Maynard goes to the movies
I needed a moment’s break from the reality of a world full of angry, stupid people. This movie promised me ninety minutes of a world full of people that were merely stupid, which was a step in the right direction. I gave it a try and was rewarded, more or less. But it won’t be for everybody.
Have you ever wondered what it would be like to be the smartest person in the world; smarter even than Tammy? Well, there are two ways this might come about. One, you might get smarter. Two, everyone else might get dumber. Idiocracy postulates a future world in which everyone has gotten stupid. An average guy from the present gets catapulted into this world by means of an experiment in hibernation gone awry.
Okay, it’s a stupid, forgettable movie, with plenty of crass, gross jokes. But somehow I forgive its limitations. It wasn’t gross for its own sake; it was gross as matter of a social parody.

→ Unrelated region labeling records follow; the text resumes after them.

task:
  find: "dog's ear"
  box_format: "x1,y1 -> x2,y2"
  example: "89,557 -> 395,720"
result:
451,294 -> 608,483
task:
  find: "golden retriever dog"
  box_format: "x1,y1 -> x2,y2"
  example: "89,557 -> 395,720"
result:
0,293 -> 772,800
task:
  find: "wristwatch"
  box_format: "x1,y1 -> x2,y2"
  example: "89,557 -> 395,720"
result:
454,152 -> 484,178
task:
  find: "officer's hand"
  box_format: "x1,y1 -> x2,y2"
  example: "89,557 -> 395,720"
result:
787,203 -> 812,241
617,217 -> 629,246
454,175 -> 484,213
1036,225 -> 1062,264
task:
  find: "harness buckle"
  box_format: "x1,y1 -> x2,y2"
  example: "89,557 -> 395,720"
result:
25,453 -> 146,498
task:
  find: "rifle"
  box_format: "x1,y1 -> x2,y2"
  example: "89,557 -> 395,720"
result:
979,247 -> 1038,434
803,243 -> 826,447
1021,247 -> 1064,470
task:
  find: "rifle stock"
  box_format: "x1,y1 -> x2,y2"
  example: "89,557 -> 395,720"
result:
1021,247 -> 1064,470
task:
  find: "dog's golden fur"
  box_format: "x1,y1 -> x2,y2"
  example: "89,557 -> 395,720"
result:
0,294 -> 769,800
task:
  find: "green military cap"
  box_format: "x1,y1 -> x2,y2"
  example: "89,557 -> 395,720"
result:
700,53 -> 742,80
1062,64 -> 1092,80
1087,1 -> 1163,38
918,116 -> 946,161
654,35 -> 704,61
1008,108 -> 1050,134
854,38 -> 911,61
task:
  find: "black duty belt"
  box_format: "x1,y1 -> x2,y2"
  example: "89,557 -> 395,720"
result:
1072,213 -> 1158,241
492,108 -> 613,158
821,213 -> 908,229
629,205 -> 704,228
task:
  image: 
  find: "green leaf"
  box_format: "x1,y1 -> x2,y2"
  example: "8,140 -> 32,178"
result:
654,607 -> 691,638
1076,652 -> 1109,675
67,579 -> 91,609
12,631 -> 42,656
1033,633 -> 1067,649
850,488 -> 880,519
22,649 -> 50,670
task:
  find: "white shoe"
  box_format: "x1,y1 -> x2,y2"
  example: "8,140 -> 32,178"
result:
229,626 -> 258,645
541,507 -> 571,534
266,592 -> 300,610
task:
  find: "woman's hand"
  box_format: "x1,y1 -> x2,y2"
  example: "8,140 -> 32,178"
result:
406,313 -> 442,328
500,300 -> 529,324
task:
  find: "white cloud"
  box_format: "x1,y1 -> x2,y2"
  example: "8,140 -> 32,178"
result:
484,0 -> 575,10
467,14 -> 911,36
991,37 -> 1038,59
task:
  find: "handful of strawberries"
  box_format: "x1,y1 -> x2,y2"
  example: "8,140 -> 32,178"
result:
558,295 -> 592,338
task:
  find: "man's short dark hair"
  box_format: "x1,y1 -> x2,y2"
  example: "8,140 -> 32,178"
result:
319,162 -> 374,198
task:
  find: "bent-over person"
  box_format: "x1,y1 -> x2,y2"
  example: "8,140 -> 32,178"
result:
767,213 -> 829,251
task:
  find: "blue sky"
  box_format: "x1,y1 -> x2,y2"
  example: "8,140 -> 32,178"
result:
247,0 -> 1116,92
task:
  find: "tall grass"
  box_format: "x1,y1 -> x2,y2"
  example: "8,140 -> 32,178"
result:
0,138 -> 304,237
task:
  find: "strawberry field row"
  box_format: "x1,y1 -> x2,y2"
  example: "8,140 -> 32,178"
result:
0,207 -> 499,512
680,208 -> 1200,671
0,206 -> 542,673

You’re not laughing at gross stuff; you’re laughing at the culture that laughs at gross stuff. And on that point, they had me laughing pretty hard, and in a good-spirited way.
(Are you thinking that this movie might be lampooning American popular culture of the early 21st century? Gosh, I never considered that!)
The reviews have been generally positive but not glowing, with a few people being completely turned off. There has apparently been very little publicity in the release. Rated “R” for sexual references and gross humor, Idiocracy might be sort of okay for select older teens that have already been immersed in the popular culture.